Tuesday, 10 March 2009

thhe great songs (x) - thrasher

Agricultural mechanisation as metaphor for the challenge of time and change in personal relationships? It could only be Neil Young.

His 1979 offering, Rust Never Sleeps, marries one side of acoustic material with one side of full-out rock. It opens and closes with the same track, giving the album its thematic cohesion but the two tracks that ultimately define the album and corral its essence are Thrasher (acoustic) and Powderfinger (electric). Both are worthy of appearing in this list (and checking-out on Spotify) but the former will have to suffice.

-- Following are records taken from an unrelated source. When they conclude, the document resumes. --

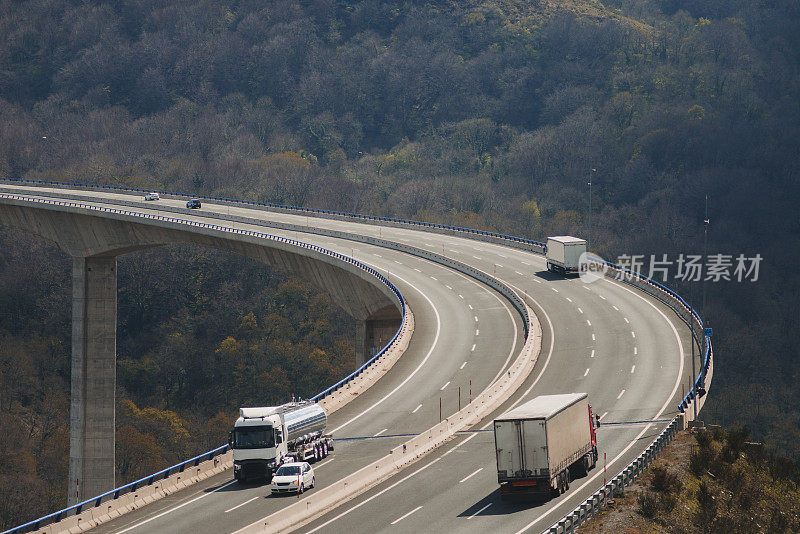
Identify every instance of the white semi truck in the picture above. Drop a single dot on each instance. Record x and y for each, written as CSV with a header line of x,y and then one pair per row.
x,y
542,444
564,253
264,438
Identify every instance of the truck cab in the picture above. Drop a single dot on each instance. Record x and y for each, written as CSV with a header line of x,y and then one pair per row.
x,y
258,444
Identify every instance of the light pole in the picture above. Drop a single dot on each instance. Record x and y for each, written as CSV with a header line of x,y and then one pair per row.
x,y
706,222
589,240
355,186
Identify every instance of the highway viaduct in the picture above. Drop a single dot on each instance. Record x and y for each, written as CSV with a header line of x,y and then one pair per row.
x,y
94,241
605,339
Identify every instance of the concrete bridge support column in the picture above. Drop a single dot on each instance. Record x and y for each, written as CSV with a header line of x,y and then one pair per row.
x,y
375,332
94,351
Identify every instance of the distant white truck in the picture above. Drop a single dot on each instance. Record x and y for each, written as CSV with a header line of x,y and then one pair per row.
x,y
265,437
543,444
564,253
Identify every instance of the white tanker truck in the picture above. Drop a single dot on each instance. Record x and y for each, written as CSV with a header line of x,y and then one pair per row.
x,y
264,438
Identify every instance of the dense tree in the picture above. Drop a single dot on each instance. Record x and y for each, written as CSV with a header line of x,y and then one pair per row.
x,y
481,114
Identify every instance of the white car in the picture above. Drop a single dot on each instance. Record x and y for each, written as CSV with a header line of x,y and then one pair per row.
x,y
293,477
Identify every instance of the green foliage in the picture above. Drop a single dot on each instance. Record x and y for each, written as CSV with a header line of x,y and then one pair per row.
x,y
663,481
706,507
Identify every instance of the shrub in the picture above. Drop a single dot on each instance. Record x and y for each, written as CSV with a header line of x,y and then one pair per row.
x,y
699,461
648,504
667,502
706,509
736,438
663,481
703,438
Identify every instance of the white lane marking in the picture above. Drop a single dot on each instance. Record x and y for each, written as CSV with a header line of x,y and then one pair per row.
x,y
470,475
479,511
544,367
140,523
365,501
405,515
415,371
240,505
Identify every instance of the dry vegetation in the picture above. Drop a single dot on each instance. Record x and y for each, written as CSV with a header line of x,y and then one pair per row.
x,y
709,481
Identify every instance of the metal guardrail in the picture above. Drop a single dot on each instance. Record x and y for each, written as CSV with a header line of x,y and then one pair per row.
x,y
652,287
331,214
117,492
601,497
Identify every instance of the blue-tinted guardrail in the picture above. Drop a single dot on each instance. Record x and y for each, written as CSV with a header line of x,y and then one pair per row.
x,y
295,209
115,493
122,490
511,240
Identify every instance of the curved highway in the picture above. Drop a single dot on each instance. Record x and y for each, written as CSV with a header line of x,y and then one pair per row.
x,y
628,351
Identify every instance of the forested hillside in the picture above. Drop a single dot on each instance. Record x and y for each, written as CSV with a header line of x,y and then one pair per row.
x,y
485,114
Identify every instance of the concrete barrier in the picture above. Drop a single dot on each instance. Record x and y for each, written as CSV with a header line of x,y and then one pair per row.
x,y
325,499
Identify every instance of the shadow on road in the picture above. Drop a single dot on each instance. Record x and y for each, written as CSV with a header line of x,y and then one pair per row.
x,y
493,504
552,277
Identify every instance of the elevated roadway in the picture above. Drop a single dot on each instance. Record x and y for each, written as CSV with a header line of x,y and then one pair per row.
x,y
629,352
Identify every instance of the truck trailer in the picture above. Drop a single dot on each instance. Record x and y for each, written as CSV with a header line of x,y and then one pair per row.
x,y
543,444
564,253
265,437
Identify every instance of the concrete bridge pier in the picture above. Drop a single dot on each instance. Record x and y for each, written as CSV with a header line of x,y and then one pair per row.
x,y
375,332
94,349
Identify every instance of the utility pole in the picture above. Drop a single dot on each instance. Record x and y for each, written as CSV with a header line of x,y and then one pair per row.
x,y
355,185
589,240
706,222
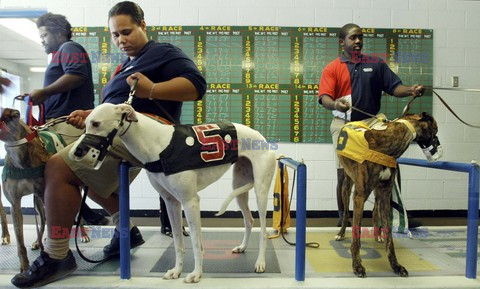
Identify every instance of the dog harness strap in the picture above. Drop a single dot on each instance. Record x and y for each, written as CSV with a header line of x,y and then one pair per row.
x,y
52,142
200,146
155,167
353,145
24,140
157,118
24,173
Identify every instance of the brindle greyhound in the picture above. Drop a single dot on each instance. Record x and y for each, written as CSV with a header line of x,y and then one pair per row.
x,y
368,176
26,157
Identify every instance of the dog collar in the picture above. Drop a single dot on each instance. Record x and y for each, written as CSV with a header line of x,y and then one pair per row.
x,y
409,126
22,141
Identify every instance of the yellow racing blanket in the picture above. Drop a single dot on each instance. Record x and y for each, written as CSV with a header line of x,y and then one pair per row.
x,y
353,145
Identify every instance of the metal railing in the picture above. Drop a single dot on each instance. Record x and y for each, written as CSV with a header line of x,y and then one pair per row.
x,y
472,217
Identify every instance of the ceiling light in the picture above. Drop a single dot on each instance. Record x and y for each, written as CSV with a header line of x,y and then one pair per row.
x,y
22,26
38,69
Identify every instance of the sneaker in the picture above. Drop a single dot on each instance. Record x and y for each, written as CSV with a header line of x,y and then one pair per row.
x,y
413,223
168,232
45,270
113,248
339,223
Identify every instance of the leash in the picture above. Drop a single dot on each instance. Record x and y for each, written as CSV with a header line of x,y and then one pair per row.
x,y
407,107
78,232
451,110
35,129
129,101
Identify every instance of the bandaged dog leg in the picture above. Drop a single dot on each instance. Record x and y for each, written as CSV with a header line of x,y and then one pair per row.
x,y
57,248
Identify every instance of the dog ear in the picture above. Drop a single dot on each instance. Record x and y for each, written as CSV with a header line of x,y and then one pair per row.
x,y
128,110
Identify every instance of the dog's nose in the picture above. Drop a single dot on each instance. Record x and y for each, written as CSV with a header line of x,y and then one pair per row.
x,y
79,152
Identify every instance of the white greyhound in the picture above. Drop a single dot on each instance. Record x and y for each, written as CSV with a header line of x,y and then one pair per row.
x,y
146,139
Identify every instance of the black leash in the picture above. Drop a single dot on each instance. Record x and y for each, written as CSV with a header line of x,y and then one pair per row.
x,y
78,232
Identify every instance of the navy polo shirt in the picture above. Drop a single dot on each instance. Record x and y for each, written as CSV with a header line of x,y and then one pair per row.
x,y
364,79
71,58
159,62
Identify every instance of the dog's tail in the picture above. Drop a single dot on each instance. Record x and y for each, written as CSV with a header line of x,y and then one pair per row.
x,y
235,193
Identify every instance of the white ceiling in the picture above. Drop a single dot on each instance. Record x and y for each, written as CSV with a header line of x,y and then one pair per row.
x,y
18,49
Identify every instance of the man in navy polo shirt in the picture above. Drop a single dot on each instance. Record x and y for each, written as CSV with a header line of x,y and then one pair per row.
x,y
68,83
359,80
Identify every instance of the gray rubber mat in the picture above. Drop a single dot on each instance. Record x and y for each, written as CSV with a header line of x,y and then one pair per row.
x,y
218,256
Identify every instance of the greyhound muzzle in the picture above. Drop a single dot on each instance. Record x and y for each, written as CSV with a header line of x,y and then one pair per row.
x,y
91,149
433,150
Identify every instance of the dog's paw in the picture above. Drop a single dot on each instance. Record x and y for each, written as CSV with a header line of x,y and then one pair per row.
x,y
193,277
239,249
6,240
24,267
359,271
260,266
400,271
172,274
35,245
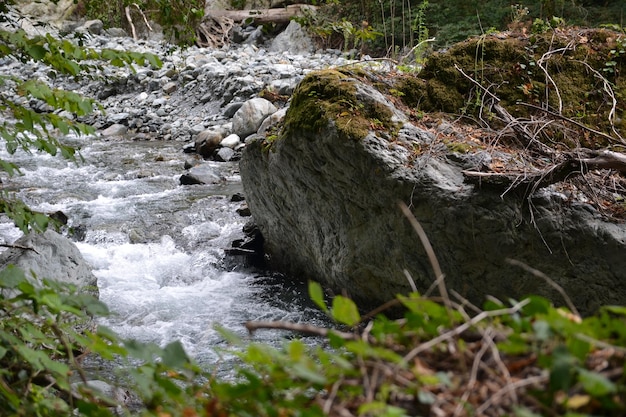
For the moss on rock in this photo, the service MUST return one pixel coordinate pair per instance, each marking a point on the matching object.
(575, 72)
(330, 96)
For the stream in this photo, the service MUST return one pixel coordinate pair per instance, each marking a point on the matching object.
(156, 247)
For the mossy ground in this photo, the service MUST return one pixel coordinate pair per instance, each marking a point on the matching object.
(575, 73)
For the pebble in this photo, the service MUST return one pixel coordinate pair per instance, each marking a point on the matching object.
(196, 88)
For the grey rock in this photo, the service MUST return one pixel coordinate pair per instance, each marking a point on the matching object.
(230, 141)
(94, 26)
(189, 179)
(250, 116)
(225, 154)
(328, 209)
(118, 117)
(207, 142)
(294, 39)
(231, 108)
(51, 256)
(170, 87)
(272, 119)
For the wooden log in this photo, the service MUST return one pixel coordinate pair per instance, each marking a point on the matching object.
(260, 16)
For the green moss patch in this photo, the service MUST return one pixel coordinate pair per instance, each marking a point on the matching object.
(576, 74)
(330, 96)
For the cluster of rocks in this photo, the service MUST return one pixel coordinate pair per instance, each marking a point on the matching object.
(327, 205)
(208, 98)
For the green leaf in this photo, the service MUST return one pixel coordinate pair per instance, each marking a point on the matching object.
(174, 355)
(562, 369)
(344, 311)
(595, 384)
(11, 277)
(317, 295)
(305, 372)
(38, 52)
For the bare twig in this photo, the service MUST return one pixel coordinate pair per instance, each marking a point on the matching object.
(431, 254)
(462, 328)
(130, 22)
(549, 281)
(512, 387)
(609, 90)
(145, 20)
(403, 58)
(567, 119)
(541, 61)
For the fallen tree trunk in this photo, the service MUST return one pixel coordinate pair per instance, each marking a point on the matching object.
(278, 15)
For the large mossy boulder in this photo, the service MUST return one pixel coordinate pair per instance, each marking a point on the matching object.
(324, 189)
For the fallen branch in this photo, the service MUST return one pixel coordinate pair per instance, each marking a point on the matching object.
(130, 22)
(574, 122)
(260, 16)
(573, 166)
(519, 128)
(252, 326)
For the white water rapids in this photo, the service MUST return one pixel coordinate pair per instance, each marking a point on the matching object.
(157, 248)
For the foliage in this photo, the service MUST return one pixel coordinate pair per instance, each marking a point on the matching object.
(524, 359)
(403, 22)
(179, 18)
(324, 97)
(35, 115)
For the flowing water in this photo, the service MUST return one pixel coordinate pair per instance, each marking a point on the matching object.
(157, 248)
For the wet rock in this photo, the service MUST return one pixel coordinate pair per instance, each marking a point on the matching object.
(207, 142)
(225, 155)
(326, 200)
(230, 141)
(294, 40)
(189, 179)
(50, 255)
(115, 130)
(250, 116)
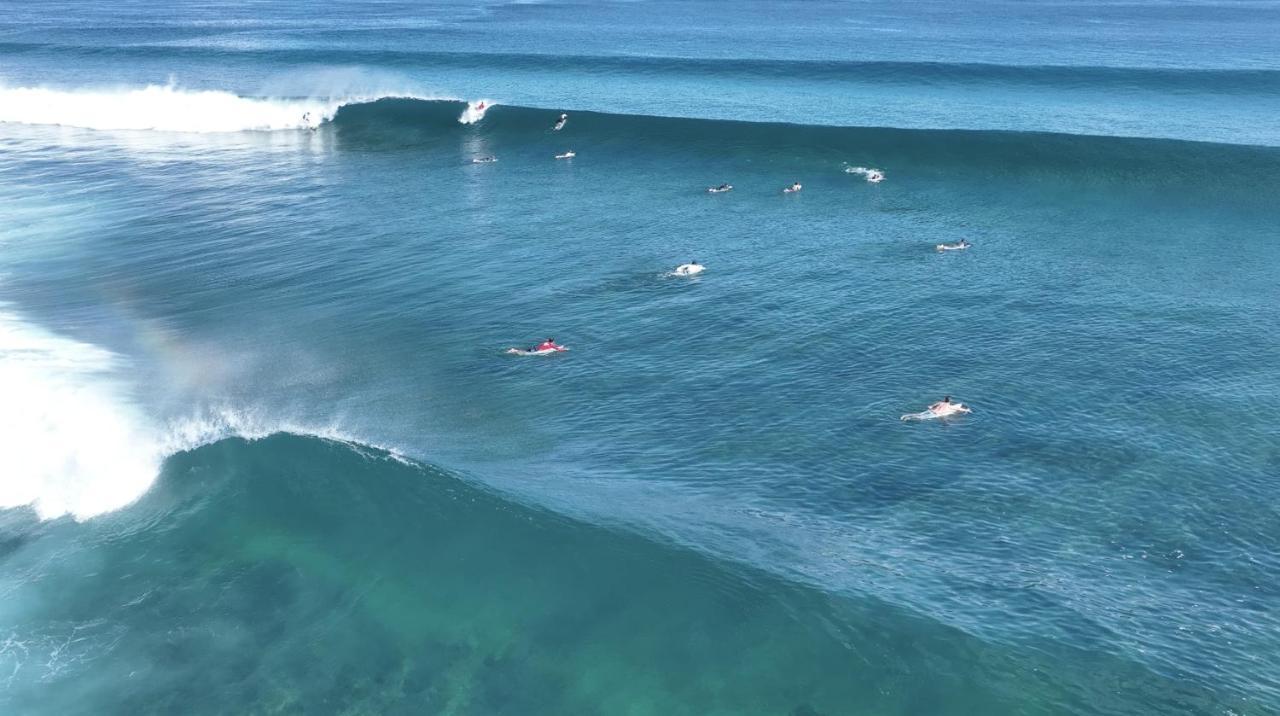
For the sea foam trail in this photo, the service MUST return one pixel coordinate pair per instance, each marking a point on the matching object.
(172, 109)
(73, 439)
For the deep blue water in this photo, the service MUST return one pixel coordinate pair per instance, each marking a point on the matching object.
(261, 450)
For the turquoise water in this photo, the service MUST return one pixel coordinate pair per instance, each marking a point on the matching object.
(263, 451)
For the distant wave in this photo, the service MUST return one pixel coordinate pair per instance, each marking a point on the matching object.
(169, 109)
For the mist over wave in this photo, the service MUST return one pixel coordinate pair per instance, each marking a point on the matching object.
(76, 439)
(169, 108)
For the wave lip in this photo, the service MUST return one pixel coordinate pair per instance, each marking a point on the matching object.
(71, 439)
(168, 108)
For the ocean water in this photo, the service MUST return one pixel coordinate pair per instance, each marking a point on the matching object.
(261, 450)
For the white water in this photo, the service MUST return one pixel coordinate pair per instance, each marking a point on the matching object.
(475, 112)
(172, 109)
(73, 439)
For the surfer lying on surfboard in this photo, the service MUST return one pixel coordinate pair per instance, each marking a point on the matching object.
(547, 347)
(941, 409)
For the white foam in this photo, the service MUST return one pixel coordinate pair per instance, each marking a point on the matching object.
(170, 109)
(475, 112)
(73, 439)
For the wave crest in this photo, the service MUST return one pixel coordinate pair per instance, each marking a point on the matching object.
(74, 441)
(172, 109)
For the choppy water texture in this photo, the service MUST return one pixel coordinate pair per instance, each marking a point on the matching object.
(261, 451)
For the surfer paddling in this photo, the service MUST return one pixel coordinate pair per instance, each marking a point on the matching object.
(941, 409)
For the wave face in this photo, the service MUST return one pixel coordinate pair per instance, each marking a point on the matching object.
(350, 580)
(283, 238)
(165, 109)
(73, 439)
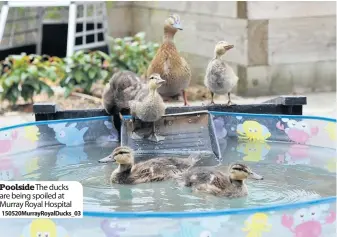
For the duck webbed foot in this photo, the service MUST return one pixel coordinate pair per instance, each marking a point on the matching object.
(155, 138)
(136, 136)
(229, 103)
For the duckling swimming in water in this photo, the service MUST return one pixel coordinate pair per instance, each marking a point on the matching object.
(152, 107)
(153, 170)
(208, 180)
(220, 77)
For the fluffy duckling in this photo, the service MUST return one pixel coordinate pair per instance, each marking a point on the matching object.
(123, 87)
(220, 77)
(153, 170)
(214, 182)
(169, 64)
(152, 107)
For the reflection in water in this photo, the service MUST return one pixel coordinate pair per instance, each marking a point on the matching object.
(252, 131)
(71, 156)
(297, 131)
(256, 225)
(282, 183)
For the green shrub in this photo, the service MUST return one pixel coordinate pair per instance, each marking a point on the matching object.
(133, 53)
(84, 69)
(28, 75)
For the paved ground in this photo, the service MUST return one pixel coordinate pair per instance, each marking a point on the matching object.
(318, 104)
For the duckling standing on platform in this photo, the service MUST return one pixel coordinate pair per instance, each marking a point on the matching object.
(123, 87)
(169, 64)
(153, 170)
(220, 77)
(152, 107)
(214, 182)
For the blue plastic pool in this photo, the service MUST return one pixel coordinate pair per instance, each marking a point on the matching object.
(308, 145)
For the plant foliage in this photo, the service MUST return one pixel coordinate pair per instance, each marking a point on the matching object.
(133, 53)
(84, 69)
(28, 75)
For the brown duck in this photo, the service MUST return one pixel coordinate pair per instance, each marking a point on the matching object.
(152, 170)
(169, 64)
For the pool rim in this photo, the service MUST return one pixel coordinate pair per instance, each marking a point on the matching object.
(194, 214)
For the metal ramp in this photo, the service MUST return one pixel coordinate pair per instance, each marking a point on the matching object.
(184, 133)
(19, 27)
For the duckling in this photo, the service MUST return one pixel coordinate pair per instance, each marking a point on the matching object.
(169, 64)
(220, 77)
(152, 107)
(215, 182)
(153, 170)
(123, 87)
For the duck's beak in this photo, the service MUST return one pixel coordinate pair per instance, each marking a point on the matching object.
(107, 159)
(177, 26)
(255, 176)
(229, 46)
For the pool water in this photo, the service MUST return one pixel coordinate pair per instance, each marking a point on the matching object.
(291, 174)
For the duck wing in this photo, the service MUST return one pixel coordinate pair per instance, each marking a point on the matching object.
(123, 87)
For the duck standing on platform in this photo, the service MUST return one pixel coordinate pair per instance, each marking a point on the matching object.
(169, 64)
(152, 107)
(123, 87)
(220, 77)
(152, 170)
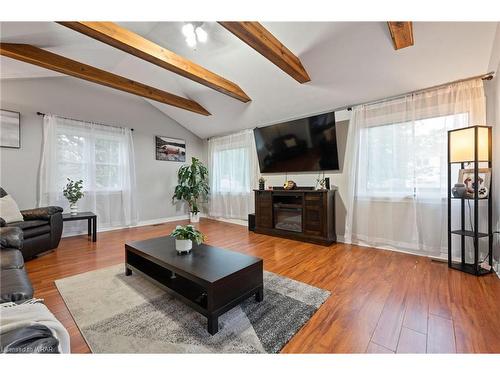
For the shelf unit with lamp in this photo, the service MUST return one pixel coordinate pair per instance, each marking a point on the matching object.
(470, 146)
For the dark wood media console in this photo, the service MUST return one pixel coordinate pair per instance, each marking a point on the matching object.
(304, 215)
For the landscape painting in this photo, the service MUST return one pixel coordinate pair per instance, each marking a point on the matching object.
(170, 149)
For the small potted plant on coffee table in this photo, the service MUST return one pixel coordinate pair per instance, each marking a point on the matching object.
(73, 193)
(184, 237)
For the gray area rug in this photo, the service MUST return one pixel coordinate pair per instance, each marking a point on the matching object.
(129, 314)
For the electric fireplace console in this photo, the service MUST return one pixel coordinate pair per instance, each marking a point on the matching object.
(300, 214)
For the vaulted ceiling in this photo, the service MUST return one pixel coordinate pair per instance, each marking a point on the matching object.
(348, 63)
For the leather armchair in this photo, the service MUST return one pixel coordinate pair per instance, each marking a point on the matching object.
(15, 285)
(42, 229)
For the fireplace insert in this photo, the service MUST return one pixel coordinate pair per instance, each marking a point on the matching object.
(288, 217)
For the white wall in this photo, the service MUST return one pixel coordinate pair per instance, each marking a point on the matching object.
(78, 99)
(336, 178)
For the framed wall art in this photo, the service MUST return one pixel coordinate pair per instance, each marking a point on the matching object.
(170, 149)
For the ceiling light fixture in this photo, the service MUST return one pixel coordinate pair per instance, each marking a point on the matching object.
(194, 33)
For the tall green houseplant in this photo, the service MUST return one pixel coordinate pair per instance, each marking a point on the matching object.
(192, 186)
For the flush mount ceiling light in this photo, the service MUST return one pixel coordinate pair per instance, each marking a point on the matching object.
(194, 33)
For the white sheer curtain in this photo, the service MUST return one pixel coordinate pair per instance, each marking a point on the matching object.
(103, 157)
(396, 165)
(233, 168)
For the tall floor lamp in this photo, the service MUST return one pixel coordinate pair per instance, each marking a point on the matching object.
(471, 145)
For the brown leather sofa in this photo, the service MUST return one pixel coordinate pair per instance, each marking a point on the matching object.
(15, 286)
(42, 228)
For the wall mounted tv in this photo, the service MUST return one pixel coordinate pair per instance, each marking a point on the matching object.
(305, 145)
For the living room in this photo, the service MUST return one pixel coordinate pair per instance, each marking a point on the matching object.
(319, 185)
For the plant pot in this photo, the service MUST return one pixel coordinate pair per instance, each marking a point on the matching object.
(194, 217)
(73, 209)
(183, 246)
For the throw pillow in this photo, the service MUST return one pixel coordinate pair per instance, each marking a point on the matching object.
(9, 210)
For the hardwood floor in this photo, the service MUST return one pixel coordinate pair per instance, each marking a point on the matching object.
(381, 301)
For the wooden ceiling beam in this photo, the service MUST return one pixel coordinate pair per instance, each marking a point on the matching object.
(261, 40)
(401, 34)
(48, 60)
(134, 44)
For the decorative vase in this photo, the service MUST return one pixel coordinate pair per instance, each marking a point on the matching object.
(73, 208)
(459, 190)
(194, 217)
(183, 246)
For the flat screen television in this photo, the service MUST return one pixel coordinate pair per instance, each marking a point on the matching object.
(305, 145)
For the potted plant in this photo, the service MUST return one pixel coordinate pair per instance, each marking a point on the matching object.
(73, 193)
(192, 187)
(184, 237)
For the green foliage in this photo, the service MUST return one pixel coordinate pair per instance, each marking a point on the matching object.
(188, 232)
(73, 190)
(192, 185)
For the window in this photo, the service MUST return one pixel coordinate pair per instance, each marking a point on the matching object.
(89, 156)
(406, 159)
(232, 174)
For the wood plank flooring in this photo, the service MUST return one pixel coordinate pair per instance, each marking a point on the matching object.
(381, 301)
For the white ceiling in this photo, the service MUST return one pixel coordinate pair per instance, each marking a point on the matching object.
(348, 62)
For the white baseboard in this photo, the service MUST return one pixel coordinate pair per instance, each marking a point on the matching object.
(141, 223)
(496, 267)
(231, 221)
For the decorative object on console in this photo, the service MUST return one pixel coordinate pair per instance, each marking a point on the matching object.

Many have seen references in the song to Young's relationship with the other members of Crosby, Stills, Nash and Young and it's hard not to see their shadows in its lines:

I searched out my companions
who were lost in crystal canyons,
when the aimless blade of science
slashed the pearly gates.
It was then that I knew I'd had enough
burned my credit card for fuel;
headed-out to where the pavement turns to sand.
With a one-way ticket to the land of truth
and my suitcase in my hand
how I lost my friends
I still don't understand.
They had the best selection;
they were poisoned with protection.
There was nothing that they needed,
nothing left to find.
They were lost in rock formations
or became park bench mutations;
on the sidewalks and in the stations
they were waiting, waiting.
So I got bored and left them there;
they were just dead weight to me.
Bbetter down the road
without that load.


And yet the song is not merely personal; the metaphors work well and burrow deep. Time works ravages - for persons and societies. Not all progress is really so. And a day will come when hands will be raised, no longer in resistance and yet not in surrender; rather, they will be raised one final time to herald the end with dignity:

And when the thrasher comes
I'll be stuck in the sun,
like the dinosaurs in shrines.
But I'll know the time has come
to give what's mine.


A long, rambling song, fit for a long and rambling life. Long may you run, Neil.